She had done it. She had actually done it. Even now she could not quite believe it.

It was not until she was halfway back to the staff block that she realized she still had Jackson Crane’s memory stick in her pocket.

Nikki

The giant fire pit on the back lawn had been non-negotiable, another one of those ideas Ned was determined to make happen even if everyone else told him it was crazy, or impossible, or actively dangerous.

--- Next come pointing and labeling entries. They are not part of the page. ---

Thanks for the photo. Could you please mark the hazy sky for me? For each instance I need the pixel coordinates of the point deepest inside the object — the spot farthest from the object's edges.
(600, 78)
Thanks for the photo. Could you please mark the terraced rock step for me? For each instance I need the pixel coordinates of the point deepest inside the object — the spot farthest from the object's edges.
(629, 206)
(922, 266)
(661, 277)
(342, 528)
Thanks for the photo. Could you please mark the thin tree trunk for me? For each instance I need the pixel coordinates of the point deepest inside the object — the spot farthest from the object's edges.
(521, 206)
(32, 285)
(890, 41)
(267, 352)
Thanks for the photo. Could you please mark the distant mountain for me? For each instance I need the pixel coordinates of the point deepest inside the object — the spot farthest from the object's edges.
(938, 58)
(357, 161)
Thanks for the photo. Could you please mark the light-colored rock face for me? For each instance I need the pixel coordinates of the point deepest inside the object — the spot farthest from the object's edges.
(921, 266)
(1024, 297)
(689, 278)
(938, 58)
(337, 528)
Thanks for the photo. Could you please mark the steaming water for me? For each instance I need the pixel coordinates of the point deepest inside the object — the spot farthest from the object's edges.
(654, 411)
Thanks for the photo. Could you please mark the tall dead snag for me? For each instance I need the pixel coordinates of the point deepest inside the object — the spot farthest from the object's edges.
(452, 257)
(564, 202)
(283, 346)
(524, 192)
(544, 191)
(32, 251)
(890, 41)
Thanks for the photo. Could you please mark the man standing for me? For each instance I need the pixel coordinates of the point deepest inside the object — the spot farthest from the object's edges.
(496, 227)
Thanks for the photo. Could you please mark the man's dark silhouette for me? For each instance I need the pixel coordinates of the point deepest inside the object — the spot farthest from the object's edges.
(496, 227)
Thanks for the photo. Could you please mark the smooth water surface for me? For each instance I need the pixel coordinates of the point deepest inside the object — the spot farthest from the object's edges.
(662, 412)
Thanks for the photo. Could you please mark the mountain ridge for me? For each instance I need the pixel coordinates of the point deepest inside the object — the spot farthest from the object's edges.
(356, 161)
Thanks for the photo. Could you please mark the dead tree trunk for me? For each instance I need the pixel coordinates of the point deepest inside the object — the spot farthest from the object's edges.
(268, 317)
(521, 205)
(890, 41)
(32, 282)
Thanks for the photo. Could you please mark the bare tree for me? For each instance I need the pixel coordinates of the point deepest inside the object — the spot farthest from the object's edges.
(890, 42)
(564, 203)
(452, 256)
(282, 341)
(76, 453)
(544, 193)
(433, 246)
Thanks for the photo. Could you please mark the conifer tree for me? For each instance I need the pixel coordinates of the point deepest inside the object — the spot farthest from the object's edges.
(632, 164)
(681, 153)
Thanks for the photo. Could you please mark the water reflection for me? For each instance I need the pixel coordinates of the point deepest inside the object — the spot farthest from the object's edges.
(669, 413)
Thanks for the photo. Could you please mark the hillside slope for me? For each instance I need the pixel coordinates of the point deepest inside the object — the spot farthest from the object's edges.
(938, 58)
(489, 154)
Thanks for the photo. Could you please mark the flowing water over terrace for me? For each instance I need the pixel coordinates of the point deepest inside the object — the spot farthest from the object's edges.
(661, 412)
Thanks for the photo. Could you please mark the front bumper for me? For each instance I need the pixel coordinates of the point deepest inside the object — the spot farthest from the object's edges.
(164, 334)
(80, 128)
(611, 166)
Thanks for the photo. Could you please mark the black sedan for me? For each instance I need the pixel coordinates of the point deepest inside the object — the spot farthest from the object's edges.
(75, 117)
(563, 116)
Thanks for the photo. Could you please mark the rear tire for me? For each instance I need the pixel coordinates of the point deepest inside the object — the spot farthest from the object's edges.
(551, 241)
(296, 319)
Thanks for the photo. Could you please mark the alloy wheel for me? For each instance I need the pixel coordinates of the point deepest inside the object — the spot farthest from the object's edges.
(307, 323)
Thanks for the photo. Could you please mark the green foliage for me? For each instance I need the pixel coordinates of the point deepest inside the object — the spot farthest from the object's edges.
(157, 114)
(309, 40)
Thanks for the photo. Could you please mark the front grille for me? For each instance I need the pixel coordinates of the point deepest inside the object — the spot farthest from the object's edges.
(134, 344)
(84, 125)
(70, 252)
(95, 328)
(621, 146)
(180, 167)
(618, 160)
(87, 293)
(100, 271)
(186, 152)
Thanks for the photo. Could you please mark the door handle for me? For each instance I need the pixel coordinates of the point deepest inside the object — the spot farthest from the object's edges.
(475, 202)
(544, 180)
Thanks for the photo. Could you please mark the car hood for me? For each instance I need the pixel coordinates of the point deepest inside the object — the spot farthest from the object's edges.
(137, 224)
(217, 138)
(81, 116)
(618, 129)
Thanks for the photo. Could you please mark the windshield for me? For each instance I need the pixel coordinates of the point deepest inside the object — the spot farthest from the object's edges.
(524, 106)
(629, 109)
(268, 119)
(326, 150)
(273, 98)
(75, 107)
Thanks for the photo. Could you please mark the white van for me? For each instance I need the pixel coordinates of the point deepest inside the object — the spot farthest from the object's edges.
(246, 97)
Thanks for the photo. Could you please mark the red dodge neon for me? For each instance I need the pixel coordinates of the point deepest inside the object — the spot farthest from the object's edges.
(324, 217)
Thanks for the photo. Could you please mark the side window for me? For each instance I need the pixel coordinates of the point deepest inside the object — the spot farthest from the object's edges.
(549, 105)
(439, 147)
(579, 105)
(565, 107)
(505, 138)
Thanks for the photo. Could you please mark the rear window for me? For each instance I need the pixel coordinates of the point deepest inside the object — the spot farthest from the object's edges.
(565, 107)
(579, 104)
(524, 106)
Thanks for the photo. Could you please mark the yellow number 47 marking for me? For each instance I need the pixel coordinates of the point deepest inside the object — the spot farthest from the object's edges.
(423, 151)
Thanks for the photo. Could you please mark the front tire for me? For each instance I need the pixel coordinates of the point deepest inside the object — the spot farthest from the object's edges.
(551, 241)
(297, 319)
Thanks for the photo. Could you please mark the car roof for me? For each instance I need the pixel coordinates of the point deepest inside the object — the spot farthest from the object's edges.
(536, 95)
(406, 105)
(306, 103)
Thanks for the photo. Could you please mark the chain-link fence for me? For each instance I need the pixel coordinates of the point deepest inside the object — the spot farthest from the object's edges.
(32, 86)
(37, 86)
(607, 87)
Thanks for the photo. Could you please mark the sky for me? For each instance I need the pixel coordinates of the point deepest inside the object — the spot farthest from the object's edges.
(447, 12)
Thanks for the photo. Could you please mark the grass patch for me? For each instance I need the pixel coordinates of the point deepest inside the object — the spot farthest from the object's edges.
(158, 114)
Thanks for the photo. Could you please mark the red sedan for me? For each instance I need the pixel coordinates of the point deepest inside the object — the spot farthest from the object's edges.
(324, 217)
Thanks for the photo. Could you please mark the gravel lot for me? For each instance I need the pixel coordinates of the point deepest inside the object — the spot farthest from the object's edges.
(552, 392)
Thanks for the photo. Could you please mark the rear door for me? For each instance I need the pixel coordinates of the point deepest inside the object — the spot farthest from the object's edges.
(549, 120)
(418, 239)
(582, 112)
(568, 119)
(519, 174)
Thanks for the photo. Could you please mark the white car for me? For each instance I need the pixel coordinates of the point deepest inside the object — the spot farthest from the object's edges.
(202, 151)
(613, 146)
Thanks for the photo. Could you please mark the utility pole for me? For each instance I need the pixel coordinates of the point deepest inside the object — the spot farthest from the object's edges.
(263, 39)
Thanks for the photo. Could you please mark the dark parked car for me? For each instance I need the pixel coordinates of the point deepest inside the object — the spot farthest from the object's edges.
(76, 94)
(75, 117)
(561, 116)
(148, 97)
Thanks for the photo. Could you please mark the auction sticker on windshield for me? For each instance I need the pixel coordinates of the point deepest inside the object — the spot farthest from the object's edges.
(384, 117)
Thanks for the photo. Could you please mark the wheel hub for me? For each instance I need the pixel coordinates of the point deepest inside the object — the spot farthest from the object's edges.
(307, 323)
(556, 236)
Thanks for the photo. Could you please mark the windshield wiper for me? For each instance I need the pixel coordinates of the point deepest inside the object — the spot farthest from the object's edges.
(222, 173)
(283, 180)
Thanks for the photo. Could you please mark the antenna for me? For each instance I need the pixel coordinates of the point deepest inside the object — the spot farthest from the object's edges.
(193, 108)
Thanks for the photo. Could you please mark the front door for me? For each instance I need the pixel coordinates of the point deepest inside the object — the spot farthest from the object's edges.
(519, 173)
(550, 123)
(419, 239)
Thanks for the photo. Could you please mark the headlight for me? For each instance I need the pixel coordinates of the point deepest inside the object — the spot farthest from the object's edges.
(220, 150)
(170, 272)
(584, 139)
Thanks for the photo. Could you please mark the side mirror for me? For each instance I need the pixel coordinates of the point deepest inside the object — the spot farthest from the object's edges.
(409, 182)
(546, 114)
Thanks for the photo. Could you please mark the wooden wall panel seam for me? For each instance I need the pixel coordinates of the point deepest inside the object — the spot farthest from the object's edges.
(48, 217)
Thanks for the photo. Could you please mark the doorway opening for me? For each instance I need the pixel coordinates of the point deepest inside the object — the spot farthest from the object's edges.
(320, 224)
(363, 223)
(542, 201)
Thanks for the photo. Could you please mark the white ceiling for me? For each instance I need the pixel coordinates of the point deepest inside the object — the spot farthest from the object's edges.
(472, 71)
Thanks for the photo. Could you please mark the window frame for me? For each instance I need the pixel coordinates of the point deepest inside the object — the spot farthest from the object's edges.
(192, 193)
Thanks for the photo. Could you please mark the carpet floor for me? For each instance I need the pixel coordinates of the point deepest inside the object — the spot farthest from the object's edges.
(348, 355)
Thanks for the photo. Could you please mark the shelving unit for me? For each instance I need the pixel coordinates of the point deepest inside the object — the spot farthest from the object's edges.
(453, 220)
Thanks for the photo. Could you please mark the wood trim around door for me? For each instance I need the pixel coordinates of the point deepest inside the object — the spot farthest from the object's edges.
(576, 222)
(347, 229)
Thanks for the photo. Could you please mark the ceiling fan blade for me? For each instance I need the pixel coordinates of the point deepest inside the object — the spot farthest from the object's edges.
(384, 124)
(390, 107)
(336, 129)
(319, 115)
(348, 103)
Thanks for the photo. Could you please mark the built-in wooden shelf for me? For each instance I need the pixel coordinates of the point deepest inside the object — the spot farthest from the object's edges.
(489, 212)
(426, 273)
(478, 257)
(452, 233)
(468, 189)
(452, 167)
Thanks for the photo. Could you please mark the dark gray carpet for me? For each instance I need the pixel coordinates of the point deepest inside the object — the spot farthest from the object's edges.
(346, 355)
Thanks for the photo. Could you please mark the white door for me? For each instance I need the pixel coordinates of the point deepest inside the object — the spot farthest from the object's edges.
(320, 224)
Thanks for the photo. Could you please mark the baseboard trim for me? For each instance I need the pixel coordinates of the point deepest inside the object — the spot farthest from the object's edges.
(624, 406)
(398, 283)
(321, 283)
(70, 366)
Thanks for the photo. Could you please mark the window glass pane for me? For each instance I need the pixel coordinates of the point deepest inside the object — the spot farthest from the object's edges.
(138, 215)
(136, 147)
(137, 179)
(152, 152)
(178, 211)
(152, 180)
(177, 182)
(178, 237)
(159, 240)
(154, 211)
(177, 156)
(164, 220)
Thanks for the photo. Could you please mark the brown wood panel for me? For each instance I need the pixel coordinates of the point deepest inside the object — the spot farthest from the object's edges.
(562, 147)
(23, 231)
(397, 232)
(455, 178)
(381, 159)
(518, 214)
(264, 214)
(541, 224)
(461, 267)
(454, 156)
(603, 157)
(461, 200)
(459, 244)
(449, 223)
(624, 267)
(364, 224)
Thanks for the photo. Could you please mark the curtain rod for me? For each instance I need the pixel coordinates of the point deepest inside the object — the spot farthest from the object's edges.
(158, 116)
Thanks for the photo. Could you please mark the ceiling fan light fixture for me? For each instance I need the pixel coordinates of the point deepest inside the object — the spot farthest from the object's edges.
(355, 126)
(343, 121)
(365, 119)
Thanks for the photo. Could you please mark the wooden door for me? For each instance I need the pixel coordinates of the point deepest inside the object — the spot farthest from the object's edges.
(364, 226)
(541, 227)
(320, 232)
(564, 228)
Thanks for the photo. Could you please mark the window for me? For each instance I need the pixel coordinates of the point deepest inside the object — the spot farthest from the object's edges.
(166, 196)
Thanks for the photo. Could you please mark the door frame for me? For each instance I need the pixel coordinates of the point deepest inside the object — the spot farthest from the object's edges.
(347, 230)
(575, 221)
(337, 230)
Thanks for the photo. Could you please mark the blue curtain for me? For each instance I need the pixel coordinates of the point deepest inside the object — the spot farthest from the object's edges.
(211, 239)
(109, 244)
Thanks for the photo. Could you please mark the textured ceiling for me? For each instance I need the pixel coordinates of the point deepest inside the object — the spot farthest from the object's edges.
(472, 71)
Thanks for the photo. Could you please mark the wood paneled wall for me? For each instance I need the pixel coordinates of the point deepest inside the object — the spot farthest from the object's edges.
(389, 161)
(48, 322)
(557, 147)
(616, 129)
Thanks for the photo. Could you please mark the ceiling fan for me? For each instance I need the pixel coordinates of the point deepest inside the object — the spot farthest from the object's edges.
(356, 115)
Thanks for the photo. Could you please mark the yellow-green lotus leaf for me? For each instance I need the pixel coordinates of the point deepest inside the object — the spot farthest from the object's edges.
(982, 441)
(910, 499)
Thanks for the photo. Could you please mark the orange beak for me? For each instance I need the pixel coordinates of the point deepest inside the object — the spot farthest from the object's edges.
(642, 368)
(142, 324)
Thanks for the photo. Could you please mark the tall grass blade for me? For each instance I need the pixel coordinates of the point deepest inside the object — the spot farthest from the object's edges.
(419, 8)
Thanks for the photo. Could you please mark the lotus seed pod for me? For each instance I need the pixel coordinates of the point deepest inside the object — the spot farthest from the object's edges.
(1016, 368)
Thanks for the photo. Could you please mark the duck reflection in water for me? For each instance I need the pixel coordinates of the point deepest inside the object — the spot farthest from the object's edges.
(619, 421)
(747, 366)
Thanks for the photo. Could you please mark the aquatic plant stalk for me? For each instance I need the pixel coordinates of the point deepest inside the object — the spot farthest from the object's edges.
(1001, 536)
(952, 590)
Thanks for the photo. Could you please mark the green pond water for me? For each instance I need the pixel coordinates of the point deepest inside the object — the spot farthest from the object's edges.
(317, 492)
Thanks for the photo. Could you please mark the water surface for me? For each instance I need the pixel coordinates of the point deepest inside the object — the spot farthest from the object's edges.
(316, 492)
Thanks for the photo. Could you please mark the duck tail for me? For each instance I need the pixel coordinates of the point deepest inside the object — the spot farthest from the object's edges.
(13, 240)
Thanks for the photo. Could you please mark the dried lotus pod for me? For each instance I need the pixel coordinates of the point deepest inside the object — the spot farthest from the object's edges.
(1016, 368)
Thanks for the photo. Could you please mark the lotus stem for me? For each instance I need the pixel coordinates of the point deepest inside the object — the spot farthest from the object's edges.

Even Annie, whose enthusiasm for Ned’s plans was usually immediate and absolute, had tried to steer him away from this one. ‘Hmmm,’ was the way she had put it, when he had first floated the thought. ‘Is that wise? Do we really want an enormous permanent bonfire, in a giant metal bowl on legs, spewing three-foot-high flames, within stumbling distance of the bar? Best-case scenario, a member will try to light a fag off it and lose their eyebrows.’

‘Or set their hair on fire,’ Adam had added.

It was a very Adam move, in meetings, to repeat or closely paraphrase what the previous person had said. What the previous woman had said, usually, as if he were translating from the original Oestrogen. For years, Nikki had watched him do it, generally blunting the joke or missing the point or demonstrating he had not understood either the problem or the proposed solution. And for years, Nikki had wondered what was going through his head as he did so. Because she was always taking the minutes, writing his words down and therefore giving them a weight they did not often deserve. She could count on one hand the number of times, in her twenty-five years there, that he had made an insightful comment or useful suggestion. She did not dislike Adam Groom – not especially – but it was hard to see the point of the man, professionally speaking. Nor was it any wonder, in career terms, that he had never left Home.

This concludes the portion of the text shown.